Irrespective of the direction of the motion of the ball, acceleration (which is actually acceleration due to gravity) always acts in the downward direction towards the centre of the Earth.

At maximum height, velocity of the ball becomes zero. Acceleration due to gravity at a given place is constant and acts on the ball at all points (including the highest point) with a constant value i.e., 9.8 m/s2.

During upward motion, the sign of position is positive, sign of velocity is negative, and sign of acceleration is positive. During downward motion, the signs of position, velocity, and acceleration are all positive.

Initial velocity of the ball, u = 29.4 m/s

Final velocity of the ball, v = 0 (At maximum height, the velocity of the ball becomes zero)

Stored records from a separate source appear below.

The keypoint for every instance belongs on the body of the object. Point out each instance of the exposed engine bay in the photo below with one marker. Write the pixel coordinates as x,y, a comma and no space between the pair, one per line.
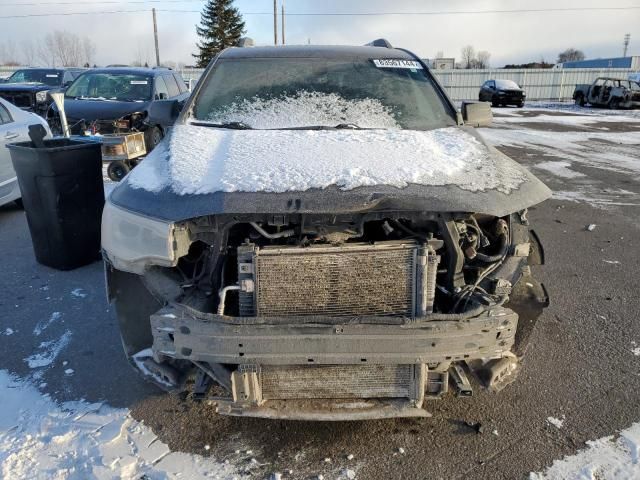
331,317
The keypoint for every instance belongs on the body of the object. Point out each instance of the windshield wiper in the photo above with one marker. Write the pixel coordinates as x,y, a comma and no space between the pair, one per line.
340,126
229,125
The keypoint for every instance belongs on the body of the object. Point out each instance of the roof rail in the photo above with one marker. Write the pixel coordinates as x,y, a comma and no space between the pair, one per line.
245,42
380,42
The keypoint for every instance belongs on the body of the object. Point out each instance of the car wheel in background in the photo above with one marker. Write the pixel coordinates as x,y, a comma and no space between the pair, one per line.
152,137
117,170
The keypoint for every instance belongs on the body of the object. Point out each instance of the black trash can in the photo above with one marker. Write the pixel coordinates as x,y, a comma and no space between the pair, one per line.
63,196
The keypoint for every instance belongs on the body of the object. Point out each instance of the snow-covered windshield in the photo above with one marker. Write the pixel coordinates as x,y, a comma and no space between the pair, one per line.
507,85
278,93
122,87
48,77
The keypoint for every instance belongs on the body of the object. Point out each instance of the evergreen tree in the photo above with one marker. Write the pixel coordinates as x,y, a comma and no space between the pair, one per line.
221,26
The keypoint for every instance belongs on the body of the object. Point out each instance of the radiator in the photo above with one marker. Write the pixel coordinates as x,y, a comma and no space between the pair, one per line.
387,278
340,381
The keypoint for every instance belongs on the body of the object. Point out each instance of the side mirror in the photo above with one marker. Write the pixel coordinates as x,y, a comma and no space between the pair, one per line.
477,114
177,108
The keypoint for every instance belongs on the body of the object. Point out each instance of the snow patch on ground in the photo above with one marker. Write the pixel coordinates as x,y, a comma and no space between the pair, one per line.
305,109
49,351
556,422
608,151
40,439
206,160
44,324
559,169
607,458
78,293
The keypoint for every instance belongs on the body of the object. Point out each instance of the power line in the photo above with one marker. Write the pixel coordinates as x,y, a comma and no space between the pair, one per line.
335,14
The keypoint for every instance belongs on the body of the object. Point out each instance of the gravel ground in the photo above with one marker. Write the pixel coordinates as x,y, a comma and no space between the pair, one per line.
580,366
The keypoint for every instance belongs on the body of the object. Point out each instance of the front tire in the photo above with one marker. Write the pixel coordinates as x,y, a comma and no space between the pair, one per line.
118,170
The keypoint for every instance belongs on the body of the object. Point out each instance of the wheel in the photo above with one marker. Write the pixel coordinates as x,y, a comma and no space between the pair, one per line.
152,137
117,170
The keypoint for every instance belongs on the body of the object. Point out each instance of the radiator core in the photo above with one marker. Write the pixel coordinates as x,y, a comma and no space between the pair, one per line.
387,278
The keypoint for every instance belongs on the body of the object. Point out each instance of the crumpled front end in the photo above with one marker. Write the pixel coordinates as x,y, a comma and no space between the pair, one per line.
326,317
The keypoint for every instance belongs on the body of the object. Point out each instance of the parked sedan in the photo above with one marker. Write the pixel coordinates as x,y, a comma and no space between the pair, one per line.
14,124
29,88
121,102
501,93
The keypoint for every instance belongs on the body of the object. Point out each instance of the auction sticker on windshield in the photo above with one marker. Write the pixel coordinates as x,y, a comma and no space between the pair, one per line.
395,63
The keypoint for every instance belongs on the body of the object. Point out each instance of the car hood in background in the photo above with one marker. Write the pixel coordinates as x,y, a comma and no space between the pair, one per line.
200,178
25,87
90,110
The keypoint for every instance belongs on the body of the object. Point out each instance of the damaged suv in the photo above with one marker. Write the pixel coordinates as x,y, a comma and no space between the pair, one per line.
323,236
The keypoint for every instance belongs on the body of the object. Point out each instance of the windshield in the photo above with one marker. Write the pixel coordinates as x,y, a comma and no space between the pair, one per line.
507,84
278,93
48,77
111,86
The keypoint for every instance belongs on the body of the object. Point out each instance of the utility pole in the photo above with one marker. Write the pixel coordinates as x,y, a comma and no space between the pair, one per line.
627,38
275,22
283,22
155,36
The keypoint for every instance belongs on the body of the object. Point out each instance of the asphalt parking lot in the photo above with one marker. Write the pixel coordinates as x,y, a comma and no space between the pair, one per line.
580,368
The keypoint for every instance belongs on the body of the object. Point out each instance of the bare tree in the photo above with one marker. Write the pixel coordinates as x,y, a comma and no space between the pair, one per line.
8,54
570,55
88,50
468,56
482,59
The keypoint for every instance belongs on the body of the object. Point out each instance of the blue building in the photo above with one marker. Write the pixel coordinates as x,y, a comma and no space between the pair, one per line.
617,62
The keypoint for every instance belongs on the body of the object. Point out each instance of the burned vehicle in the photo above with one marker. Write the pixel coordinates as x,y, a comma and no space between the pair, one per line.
129,109
29,88
323,236
606,92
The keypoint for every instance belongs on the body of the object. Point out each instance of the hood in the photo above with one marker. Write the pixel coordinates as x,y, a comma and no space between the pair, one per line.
91,110
25,87
200,171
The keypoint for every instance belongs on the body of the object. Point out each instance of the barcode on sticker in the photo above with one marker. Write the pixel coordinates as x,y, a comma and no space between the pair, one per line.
395,63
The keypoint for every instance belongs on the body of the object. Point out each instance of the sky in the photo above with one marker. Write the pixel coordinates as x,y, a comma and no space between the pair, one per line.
509,37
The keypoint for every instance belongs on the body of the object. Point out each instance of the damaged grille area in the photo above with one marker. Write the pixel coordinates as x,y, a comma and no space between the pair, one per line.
336,381
356,279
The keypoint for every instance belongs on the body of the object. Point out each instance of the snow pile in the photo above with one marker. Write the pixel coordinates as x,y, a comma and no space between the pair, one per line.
42,440
202,160
603,459
304,109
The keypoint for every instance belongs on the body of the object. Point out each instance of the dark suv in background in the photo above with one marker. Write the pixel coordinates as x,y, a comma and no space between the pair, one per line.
29,88
123,102
502,93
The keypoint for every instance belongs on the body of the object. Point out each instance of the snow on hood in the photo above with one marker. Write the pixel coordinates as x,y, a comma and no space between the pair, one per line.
201,160
307,108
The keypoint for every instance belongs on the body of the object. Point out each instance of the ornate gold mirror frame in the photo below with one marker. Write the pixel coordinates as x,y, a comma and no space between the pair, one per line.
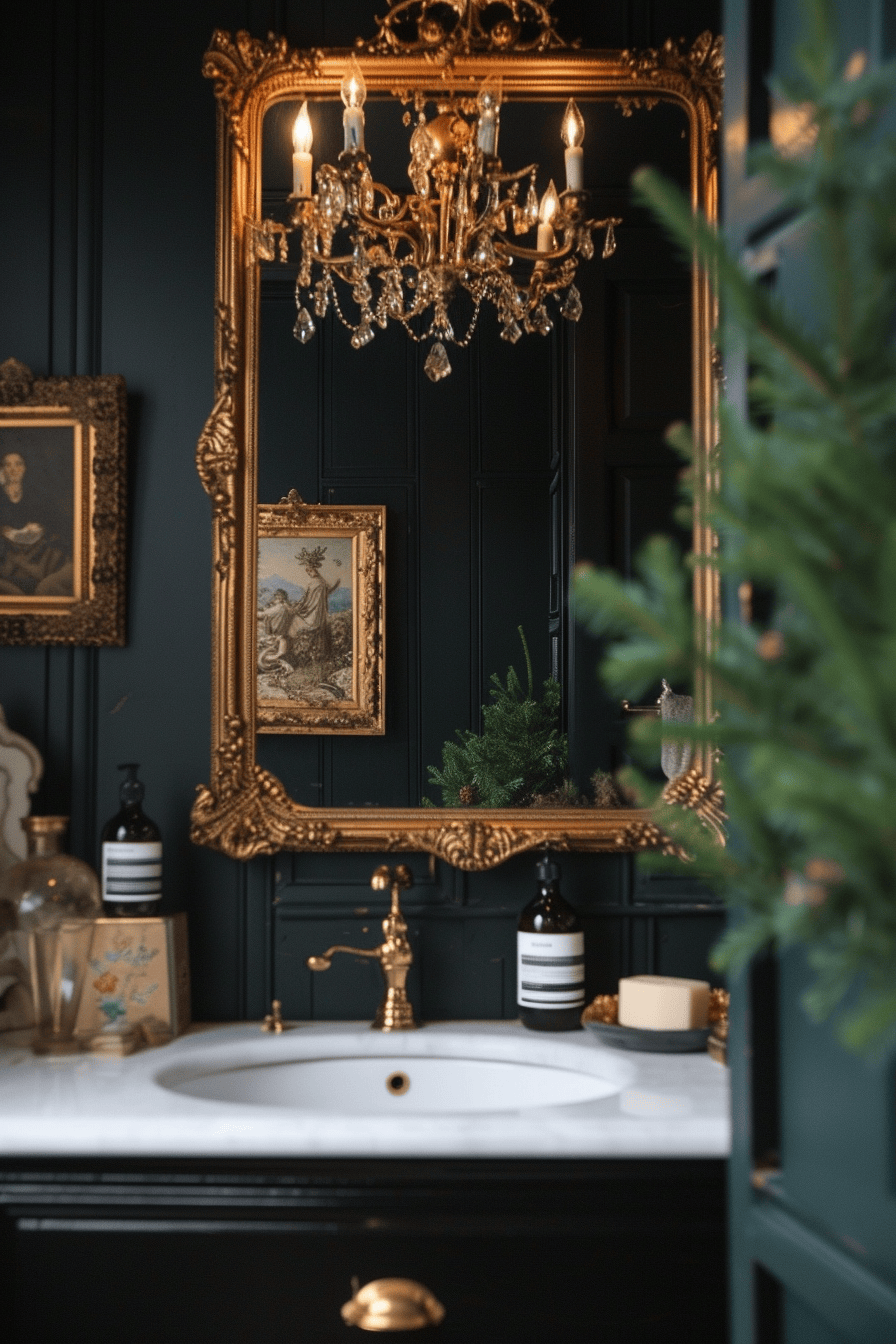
246,811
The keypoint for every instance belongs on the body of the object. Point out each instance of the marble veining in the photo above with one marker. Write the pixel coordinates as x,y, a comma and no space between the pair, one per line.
661,1105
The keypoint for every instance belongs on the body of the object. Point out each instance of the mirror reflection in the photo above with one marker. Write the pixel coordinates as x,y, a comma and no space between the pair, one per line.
496,480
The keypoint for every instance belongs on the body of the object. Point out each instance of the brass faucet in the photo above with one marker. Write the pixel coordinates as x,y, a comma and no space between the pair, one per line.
395,956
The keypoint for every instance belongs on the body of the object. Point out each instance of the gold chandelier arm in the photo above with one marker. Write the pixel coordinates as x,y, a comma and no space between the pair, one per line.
512,176
531,253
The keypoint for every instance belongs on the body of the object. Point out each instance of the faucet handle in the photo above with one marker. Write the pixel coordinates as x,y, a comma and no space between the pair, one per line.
384,878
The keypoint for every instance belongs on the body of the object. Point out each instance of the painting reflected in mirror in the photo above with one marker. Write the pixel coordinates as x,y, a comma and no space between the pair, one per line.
532,456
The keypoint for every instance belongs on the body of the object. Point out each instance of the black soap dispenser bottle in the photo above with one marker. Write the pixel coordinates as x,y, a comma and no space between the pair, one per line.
550,957
130,855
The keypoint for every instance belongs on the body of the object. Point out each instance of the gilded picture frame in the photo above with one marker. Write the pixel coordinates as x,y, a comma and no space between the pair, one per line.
62,508
245,809
320,618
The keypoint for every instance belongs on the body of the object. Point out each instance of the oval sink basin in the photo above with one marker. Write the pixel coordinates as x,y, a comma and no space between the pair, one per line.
396,1085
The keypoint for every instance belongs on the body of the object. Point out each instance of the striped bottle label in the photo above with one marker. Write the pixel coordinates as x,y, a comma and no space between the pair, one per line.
130,870
550,969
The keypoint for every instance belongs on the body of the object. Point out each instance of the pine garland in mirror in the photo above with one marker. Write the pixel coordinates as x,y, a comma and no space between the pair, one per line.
802,688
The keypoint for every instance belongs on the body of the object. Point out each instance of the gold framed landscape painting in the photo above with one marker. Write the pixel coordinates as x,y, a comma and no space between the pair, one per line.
320,618
62,508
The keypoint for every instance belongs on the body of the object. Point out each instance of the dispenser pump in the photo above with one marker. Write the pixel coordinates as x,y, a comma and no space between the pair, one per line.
132,789
550,956
130,854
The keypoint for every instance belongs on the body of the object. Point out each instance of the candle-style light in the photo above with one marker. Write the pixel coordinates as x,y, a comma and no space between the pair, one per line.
488,102
353,92
402,257
572,135
302,161
547,210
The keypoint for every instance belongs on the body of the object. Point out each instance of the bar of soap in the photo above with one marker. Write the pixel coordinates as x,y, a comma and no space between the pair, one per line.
662,1003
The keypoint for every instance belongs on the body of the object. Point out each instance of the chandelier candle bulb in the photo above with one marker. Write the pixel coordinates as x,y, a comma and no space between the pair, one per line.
301,155
664,1003
353,92
489,101
572,135
547,210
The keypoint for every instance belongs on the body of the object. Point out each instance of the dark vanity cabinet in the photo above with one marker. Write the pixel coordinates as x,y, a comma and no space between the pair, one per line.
259,1251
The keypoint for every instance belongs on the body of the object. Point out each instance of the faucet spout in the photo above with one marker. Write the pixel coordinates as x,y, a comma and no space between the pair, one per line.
394,954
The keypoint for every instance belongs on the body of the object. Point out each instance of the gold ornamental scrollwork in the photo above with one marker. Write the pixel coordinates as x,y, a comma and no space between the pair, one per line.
92,610
237,65
245,811
477,27
216,450
257,819
696,71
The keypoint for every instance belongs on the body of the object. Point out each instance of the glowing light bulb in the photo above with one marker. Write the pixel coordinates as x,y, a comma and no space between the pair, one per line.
550,204
302,133
547,210
572,132
572,135
353,92
353,89
302,137
488,102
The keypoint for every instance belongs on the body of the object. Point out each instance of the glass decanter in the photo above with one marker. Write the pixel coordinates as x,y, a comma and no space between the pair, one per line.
57,899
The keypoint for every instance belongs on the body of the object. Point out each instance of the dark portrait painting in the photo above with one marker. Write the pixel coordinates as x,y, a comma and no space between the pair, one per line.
39,514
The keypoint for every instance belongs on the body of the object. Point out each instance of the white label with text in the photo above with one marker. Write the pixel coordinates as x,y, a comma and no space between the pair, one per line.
550,969
130,870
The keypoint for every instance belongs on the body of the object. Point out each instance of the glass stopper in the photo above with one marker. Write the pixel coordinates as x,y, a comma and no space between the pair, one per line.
437,363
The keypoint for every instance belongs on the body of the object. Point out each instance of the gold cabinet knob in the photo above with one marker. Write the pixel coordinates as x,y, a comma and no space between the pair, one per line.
392,1304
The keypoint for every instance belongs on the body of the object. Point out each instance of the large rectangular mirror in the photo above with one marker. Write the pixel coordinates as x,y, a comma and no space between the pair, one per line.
529,457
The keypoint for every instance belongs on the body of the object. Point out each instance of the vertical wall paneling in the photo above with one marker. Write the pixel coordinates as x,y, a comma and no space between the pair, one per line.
812,1195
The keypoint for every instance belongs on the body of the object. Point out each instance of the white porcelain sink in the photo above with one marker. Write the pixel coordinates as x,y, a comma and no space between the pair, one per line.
421,1075
395,1085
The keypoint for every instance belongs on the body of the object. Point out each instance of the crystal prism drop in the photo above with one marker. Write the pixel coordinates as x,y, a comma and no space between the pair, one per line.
304,328
437,363
363,336
571,307
321,299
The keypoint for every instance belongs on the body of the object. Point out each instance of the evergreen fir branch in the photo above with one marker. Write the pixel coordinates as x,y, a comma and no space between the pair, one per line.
806,710
520,753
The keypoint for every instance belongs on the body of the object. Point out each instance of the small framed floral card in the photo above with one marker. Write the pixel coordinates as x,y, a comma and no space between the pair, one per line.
320,617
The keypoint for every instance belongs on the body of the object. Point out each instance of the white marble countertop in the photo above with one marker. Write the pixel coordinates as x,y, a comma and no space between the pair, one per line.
77,1105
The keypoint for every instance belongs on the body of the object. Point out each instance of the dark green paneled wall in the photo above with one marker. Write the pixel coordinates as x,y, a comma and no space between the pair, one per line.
106,265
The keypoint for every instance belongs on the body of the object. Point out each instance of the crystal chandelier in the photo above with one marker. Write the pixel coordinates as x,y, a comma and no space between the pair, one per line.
405,258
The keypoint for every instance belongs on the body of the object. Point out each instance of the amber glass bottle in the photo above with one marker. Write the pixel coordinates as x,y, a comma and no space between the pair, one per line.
550,957
130,855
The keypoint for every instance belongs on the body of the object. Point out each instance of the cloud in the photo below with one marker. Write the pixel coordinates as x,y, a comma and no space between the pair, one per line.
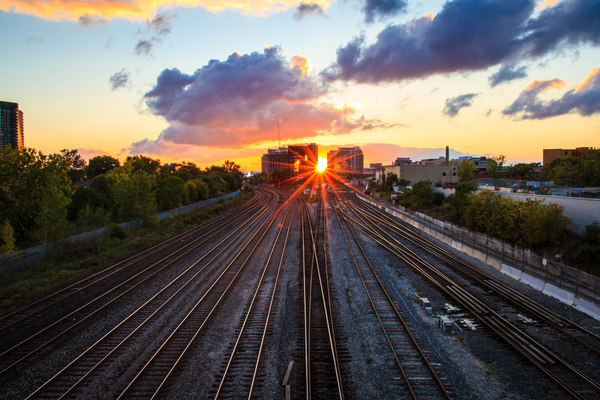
88,154
507,73
585,99
382,9
156,29
142,9
161,23
240,100
88,20
308,9
119,79
387,153
467,35
454,104
143,47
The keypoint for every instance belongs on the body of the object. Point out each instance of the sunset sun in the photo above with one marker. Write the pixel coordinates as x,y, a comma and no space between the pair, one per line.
322,165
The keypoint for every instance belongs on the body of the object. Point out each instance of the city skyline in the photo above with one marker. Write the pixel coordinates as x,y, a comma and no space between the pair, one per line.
205,81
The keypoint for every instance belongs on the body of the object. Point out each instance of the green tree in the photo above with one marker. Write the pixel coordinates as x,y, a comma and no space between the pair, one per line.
170,193
7,238
466,171
100,165
133,194
149,165
391,179
232,167
31,184
422,193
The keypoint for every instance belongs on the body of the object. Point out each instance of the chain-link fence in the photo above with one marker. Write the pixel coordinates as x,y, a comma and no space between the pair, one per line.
546,269
19,258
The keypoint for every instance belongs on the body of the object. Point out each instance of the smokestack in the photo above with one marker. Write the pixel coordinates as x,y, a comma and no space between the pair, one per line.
447,155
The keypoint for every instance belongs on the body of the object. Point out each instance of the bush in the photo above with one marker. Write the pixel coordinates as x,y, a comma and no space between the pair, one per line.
118,232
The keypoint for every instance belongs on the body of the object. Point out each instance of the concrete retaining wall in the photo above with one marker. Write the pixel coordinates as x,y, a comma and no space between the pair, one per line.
514,271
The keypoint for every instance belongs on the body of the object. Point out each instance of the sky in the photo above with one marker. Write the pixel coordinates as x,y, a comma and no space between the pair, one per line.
208,80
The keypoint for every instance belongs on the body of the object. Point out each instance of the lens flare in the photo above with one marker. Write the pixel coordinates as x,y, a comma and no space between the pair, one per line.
322,165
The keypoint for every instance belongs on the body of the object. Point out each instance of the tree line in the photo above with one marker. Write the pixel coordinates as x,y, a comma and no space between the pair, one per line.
530,223
44,198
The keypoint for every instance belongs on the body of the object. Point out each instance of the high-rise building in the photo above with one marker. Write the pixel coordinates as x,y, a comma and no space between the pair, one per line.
346,160
298,158
11,126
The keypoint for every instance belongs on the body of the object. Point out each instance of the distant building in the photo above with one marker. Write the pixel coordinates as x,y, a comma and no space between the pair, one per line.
552,154
414,173
402,161
348,160
11,126
298,158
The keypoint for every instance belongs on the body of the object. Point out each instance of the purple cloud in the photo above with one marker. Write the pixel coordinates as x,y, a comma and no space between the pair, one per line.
507,73
454,104
382,9
467,35
585,99
239,101
308,9
119,79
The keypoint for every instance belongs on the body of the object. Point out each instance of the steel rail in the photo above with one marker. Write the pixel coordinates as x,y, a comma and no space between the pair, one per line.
136,380
106,273
551,318
518,339
251,308
246,225
428,365
124,284
323,289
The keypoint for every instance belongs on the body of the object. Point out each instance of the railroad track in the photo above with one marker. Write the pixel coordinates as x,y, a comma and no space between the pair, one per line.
323,373
571,331
15,353
563,374
156,372
61,298
98,359
418,378
241,375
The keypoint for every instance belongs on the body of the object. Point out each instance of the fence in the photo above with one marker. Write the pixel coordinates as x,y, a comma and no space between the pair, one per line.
20,258
538,271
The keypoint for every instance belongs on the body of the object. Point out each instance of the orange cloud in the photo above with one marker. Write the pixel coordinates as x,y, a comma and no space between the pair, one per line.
591,80
301,64
545,84
141,9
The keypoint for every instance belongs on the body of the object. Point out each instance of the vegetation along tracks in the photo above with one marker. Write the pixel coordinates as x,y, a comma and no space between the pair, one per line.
562,373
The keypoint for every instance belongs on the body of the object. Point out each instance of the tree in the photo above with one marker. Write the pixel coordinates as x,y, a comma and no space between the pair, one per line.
133,194
31,184
7,238
149,165
422,193
170,193
100,165
76,164
466,171
231,166
390,180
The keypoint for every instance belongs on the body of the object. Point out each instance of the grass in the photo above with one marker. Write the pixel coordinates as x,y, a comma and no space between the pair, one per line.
23,285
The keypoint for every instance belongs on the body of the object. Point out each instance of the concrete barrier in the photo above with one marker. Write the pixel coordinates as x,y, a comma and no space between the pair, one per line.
549,289
587,307
558,293
532,281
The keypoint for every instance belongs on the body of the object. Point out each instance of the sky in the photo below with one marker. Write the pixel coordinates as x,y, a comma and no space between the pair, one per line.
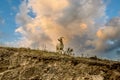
89,26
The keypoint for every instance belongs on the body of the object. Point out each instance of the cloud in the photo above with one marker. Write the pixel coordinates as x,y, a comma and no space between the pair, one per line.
2,21
110,33
76,20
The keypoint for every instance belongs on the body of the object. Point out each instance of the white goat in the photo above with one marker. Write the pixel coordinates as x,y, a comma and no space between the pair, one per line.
60,46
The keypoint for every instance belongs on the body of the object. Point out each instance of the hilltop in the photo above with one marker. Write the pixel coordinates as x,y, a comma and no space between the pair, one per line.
29,64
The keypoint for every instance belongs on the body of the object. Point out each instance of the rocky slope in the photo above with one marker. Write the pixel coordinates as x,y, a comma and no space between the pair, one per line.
26,64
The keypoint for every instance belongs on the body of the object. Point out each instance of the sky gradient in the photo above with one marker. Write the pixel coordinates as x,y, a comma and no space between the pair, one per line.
88,26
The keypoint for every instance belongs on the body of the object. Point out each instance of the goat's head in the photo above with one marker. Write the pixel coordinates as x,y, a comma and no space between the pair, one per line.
60,39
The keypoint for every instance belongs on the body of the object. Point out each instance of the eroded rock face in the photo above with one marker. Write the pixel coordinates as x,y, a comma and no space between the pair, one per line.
17,64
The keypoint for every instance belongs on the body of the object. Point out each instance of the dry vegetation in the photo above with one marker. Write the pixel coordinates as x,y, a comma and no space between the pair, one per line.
27,64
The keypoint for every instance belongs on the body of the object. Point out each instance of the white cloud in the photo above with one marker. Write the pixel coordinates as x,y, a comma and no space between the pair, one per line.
76,20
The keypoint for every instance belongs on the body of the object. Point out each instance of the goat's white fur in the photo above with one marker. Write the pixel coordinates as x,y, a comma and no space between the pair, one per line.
60,45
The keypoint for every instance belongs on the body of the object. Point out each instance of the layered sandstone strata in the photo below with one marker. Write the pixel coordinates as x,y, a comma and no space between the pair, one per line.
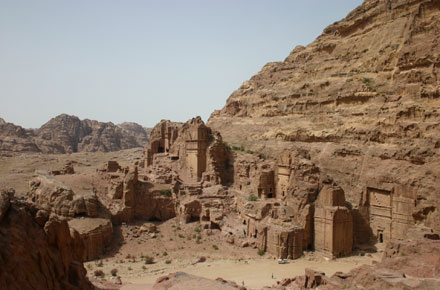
363,101
38,253
68,134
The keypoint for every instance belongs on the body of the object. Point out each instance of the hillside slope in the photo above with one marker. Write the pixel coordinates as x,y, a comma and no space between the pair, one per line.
68,134
363,99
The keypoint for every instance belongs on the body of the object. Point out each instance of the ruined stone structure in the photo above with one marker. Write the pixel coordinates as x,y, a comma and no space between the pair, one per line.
196,144
266,184
333,223
283,174
161,138
390,211
192,151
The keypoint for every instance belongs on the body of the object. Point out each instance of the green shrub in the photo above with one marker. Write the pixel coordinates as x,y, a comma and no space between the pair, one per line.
165,192
99,273
149,260
252,197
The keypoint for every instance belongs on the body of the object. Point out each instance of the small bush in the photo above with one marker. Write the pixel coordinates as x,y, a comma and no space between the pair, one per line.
99,273
149,260
165,192
238,148
252,197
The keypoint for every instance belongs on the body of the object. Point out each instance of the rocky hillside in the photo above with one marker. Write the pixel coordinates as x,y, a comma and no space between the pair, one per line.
38,251
363,99
68,134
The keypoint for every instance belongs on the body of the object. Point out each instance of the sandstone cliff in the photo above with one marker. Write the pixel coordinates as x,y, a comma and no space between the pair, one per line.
68,134
38,252
363,99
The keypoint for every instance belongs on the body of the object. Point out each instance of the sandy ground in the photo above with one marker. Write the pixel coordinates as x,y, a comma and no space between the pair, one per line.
18,170
255,273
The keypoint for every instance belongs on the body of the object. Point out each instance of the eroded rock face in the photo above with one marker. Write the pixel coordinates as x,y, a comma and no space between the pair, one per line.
5,201
406,264
68,134
363,101
34,256
96,234
55,197
192,149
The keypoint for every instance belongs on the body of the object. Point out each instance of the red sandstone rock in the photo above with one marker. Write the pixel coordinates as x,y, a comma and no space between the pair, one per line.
36,257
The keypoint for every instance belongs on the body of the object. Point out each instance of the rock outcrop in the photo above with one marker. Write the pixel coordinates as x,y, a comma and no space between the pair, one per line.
96,234
54,196
406,264
182,280
68,134
39,253
363,101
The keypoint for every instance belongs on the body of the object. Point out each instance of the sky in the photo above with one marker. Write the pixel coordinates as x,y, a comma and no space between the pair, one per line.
141,60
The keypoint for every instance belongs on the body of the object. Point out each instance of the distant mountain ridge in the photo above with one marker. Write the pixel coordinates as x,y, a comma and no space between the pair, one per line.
69,134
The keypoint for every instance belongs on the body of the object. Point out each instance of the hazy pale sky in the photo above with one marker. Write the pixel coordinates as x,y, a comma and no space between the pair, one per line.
140,60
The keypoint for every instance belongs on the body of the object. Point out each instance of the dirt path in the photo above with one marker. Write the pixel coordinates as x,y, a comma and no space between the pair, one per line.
254,273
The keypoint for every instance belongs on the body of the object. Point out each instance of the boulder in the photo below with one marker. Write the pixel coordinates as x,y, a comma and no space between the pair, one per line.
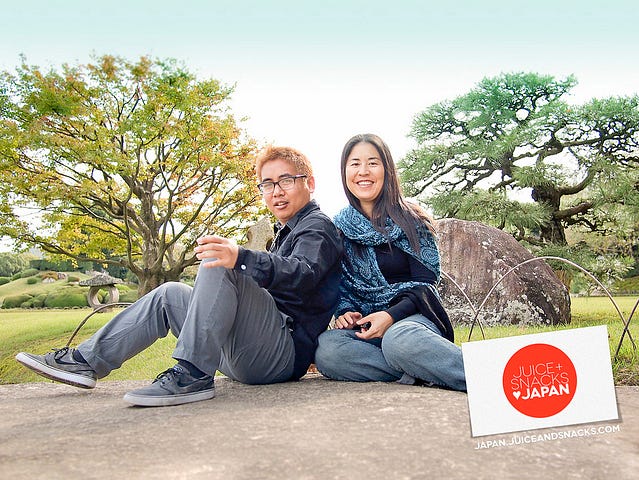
476,257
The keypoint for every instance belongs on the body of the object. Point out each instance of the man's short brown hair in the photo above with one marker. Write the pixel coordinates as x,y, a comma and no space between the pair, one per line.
288,154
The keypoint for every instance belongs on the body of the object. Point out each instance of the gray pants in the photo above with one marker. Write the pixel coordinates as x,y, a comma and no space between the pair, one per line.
226,322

Acceleration, a = – g = – 9.8 m/s2

From third equation of motion, height (s) can be calculated as:

v2  -  u2  = 2gs

s = v2  -  u2 / 2g

= (0)2 - (29.4)2 / 2 x (-9.8) = 44.1 m

From first equation of motion, time of ascent (t) is given as:

v = u + at

t  =  v - u / a

= -29.4 / -9.8  = 3s

Time of ascent = Time of descent

Hence, the total time taken by the ball to return to the player’s hands = 3 + 3 = 6 s.